Using the Environment Class with Pipeline Runs - azure-machine-learning-service

I am using an estimator step for a pipeline using the Environment class, in order to have a custom Docker image as I need some apt-get packages to be able to install a specific pip package. It appears from the logs that it's completely ignoring, unlike the non-pipeline version of the estimator, the docker portion of the environment variable. Very simply, this seems broken :
I'm running on SDK v1.0.65, and my dockerfile is completely ignored, I'm using
FROM mcr.microsoft.com/azureml/base:latest\nRUN apt-get update && apt-get -y install freetds-dev freetds-bin vim gcc
in the base_dockerfile property of my code.
Here's a snippet of my code :
from azureml.core import Environment
from azureml.core.environment import CondaDependencies
conda_dep = CondaDependencies()
conda_dep.add_pip_package('pymssql==2.1.1')
myenv = Environment(name="mssqlenv")
myenv.python.conda_dependencies=conda_dep
myenv.docker.enabled = True
myenv.docker.base_dockerfile = 'FROM mcr.microsoft.com/azureml/base:latest\nRUN apt-get update && apt-get -y install freetds-dev freetds-bin vim gcc'
myenv.docker.base_image = None
This works well when I use an Estimator by itself, but if I insert this estimator in a Pipeline, it fails. Here's my code to launch it from a Pipeline run:
from azureml.pipeline.steps import EstimatorStep
sql_est_step = EstimatorStep(name="sql_step",
estimator=est,
estimator_entry_script_arguments=[],
runconfig_pipeline_params=None,
compute_target=cpu_cluster)
from azureml.pipeline.core import Pipeline
from azureml.core import Experiment
pipeline = Pipeline(workspace=ws, steps=[sql_est_step])
pipeline_run = exp.submit(pipeline)
When launching this, the logs for the container building service reveal:
FROM continuumio/miniconda3:4.4.10... etc.
Which indicates it's ignoring my FROM mcr.... statement in the Environment class I've associated with this Estimator, and my pip install fails.
Am I missing something? Is there a workaround?

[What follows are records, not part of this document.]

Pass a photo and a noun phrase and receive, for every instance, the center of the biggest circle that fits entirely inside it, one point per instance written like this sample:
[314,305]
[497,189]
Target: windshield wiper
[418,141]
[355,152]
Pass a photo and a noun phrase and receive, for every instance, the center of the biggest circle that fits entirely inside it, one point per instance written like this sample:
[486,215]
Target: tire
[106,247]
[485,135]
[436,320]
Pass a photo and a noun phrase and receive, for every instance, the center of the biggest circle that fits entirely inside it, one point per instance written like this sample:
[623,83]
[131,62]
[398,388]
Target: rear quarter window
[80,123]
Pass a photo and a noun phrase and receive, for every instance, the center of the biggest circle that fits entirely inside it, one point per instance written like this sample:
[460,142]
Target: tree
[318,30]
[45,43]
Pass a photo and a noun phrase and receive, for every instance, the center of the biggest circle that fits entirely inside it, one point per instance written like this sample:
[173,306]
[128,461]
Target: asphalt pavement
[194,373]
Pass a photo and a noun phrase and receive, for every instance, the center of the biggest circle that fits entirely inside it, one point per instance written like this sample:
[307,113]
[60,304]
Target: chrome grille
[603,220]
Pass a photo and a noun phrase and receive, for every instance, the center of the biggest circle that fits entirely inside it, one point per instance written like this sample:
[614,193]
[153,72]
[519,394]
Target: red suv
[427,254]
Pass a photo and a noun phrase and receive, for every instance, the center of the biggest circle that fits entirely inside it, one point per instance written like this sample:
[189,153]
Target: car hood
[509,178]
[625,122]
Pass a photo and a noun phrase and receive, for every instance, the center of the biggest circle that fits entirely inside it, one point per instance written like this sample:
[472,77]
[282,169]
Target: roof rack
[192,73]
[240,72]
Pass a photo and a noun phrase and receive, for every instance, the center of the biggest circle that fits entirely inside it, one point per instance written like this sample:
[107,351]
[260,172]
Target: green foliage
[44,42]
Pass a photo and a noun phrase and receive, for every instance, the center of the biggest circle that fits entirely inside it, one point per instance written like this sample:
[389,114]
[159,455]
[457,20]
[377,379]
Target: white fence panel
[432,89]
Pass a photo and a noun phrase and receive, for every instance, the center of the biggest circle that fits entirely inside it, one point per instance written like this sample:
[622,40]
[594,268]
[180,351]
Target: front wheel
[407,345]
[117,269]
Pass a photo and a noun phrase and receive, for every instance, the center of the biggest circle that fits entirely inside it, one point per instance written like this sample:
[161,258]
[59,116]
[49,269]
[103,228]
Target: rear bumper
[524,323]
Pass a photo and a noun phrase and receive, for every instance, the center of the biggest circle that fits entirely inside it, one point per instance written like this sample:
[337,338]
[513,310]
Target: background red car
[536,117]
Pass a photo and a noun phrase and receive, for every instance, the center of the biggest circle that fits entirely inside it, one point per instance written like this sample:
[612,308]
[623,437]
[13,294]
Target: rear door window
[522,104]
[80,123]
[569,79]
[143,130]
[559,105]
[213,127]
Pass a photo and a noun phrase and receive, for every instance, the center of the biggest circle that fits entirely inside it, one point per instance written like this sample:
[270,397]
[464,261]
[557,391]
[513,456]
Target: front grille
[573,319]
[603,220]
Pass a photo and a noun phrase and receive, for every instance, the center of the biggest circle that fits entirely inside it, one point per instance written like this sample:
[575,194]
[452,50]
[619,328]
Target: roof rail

I can confirm that this is a bug on the AML Pipeline side. Specifically, the runconfig property environment.docker.base_dockerfile is not being passed through correctly in pipeline jobs. We are working on a fix. In the meantime, you can use the workaround from this thread of building the docker image first and specifying it with environment.docker.base_image (which is passed through correctly).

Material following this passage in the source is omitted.